Milum, the group’s latest addition after not starting the beginning of 2022, has made up for lost time with the group. He effectively beat out Parker Moorer for the spot, and Moorer transferred to East Carolina University in the off-season. Now with Milum intact, and if all goes to plan, the exact same group of offensive linemen that WVU fans will see today could stay together until 2023. Coming out of the group’s second-straight spring practice period, the emphasis is on communication. These are five to seven guys who have seen each other through thick and thin, mistakes and triumphs. At times, they’ve been the difference between a sack and a touchdown. At times, they’ve allowed the former. The room enters 2022’s Spring Game poised to showcase improvement in skill, strength, and collective movement.

“All of last season, we were together, so really it’s just communication,” Frazier said of reuniting the group of veterans. “We’ll see a front or whatever and we’ll kind of know, we’ll be on the same page without even speaking sometimes. It’s just little things like that that’s the chemistry between us.”
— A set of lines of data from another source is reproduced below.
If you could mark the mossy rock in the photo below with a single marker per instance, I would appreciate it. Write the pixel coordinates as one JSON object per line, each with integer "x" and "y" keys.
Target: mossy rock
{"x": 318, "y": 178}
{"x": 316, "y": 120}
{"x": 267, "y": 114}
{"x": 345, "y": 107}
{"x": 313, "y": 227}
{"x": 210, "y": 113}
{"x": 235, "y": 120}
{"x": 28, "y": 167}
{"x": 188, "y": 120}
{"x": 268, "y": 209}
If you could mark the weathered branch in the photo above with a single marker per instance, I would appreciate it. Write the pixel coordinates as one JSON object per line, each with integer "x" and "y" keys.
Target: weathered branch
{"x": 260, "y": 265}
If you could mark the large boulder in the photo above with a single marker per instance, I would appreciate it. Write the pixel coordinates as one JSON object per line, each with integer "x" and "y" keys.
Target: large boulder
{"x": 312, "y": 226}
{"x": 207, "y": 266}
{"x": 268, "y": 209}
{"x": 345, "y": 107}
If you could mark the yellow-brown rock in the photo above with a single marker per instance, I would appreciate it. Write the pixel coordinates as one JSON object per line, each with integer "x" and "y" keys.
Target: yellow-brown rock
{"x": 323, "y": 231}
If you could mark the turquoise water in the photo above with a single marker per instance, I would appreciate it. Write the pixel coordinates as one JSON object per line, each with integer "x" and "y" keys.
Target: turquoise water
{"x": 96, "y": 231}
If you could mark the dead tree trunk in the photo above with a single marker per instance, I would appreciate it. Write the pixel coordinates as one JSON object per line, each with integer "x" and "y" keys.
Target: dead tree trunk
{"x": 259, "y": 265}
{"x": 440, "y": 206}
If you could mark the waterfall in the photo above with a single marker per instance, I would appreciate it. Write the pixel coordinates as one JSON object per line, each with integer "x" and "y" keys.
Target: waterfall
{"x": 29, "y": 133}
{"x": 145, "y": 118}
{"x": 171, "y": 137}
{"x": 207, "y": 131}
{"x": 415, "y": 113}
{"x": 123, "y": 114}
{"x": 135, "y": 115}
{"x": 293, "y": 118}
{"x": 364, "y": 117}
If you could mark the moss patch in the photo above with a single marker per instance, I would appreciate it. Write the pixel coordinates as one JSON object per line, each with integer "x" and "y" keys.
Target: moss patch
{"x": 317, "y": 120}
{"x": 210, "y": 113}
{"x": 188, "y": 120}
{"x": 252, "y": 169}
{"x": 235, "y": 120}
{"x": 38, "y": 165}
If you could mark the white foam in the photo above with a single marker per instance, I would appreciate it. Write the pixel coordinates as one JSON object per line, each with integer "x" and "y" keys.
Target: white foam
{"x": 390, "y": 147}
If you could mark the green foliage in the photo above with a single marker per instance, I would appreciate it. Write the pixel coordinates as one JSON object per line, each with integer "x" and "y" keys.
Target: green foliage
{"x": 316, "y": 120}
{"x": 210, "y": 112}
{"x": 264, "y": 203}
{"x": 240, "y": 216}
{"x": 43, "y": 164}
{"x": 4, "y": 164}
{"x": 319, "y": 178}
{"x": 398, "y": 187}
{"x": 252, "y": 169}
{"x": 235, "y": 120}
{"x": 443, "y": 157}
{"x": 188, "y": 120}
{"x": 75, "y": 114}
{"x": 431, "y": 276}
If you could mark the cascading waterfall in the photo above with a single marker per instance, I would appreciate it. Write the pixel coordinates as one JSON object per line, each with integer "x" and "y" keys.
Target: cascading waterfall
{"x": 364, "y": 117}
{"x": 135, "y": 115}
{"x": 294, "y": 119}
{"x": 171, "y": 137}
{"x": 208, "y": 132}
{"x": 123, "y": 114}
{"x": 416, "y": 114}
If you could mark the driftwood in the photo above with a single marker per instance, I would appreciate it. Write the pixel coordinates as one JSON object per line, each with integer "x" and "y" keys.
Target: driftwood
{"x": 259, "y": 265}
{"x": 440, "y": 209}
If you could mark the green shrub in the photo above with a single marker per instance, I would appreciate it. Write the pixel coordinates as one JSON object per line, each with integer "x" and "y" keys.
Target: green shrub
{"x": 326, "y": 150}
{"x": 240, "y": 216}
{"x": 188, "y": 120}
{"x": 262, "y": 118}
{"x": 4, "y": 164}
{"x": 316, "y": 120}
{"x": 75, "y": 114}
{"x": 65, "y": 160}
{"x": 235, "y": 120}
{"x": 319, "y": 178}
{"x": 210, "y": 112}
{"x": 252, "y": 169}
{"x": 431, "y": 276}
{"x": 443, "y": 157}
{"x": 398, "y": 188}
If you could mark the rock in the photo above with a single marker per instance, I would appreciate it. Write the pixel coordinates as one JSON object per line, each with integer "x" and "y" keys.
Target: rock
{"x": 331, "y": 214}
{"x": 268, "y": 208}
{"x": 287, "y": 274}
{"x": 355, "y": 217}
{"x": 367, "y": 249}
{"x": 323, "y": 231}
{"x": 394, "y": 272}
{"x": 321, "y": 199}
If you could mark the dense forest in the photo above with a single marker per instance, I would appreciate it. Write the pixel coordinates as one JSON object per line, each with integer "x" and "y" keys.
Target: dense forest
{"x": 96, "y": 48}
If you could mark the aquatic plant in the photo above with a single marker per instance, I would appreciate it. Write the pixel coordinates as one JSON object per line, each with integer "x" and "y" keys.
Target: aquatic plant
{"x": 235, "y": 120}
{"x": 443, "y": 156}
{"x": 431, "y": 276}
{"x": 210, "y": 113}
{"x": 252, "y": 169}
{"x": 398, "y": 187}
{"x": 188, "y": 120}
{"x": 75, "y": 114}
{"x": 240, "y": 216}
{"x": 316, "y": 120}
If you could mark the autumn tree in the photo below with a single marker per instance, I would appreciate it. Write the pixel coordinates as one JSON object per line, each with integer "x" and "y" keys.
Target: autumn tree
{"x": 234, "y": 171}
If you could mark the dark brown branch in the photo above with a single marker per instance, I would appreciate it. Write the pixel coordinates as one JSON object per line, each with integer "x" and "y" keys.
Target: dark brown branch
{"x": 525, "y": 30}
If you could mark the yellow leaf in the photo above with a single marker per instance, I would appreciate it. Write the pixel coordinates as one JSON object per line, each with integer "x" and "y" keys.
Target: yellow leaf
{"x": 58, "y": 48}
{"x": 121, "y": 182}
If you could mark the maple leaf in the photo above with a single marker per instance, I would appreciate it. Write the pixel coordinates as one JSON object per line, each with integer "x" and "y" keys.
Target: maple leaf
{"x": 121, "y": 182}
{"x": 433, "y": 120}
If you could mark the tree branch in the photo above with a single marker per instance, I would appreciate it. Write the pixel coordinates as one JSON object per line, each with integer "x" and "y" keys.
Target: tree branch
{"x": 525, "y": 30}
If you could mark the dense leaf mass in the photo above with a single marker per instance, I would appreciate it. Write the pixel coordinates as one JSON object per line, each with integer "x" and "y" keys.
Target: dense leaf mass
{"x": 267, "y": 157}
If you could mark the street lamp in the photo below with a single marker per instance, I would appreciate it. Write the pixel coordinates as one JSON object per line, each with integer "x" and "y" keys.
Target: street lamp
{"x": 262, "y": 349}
In his third season commanding the offense, and working with a totally new scheme under Harrell, Frazier doesn’t see a large difference in his job. While routes, play calls, and roles have shifted around him, he’s taken comfort in the stability that being at the core of the offense provides.

“I’d say that everyone up front is confident in how they’re playing and they’re not really worried about anyone else,” Frazier said. “We’re worried about making ourselves better and trying to take that next step.

“That’s the biggest part, I would say, of playing offensive line,” he said of commanding the offense’s pace. “You set the tone by running the ball. You run the ball in, you win games.”

Emphasis on pass protection and outside zone work is crucial with two primarily-passing quarterbacks, one of whom is left-handed. Harrell’s offenses develop quickly, but so do the onslaught of Big 12 defenses. This same offensive line allowed Jarret Doege to be sacked 35 times in 2021, an average of 2.6 sacks per game. Frazier says that the room has since cleaned up the spacing issues and are finally hitting a stride, allowing them to move and function as a unit. A new offense, which prioritizes collective movement and fundamentals, also plays to the offensive line’s strengths. Harrell’s offenses have succeeded not because of brute strength, but because of speed and football acuity. Get the ball out of the quarterback’s hands and the other 10 players on the field will back him up. Although the names of plays and routes have shifted, Frazier has watched Harrell place emphasis on scoring, however possible.

“That got me fired up,” Frazier said of the newly-implemented Graham Harrell offense. “When I heard that, I was excited, because at the end of the day, that’s what you want to do: put points on the board. It makes me want to play harder.”

“His thing is that we’re going to put points on the board and have fun, so I think it’s just a fun approach to it and that’s just how football should be,” Frazier said.

Even Frazier’s fellow offensive players have taken note of the group’s improvement.

“They’re dawgs,” running back Tony Mathis said. “They’ve grown a lot and I’m following them.”

Frazier, Gmiter, Nester, Milum, and Hubbard will show up and show out later today for Mountaineer Nation to see. Whether it’s Nicco Marchiol, Garrett Greene, or Will Crowder under center, fans should prepare for a new and improved offensive game plan.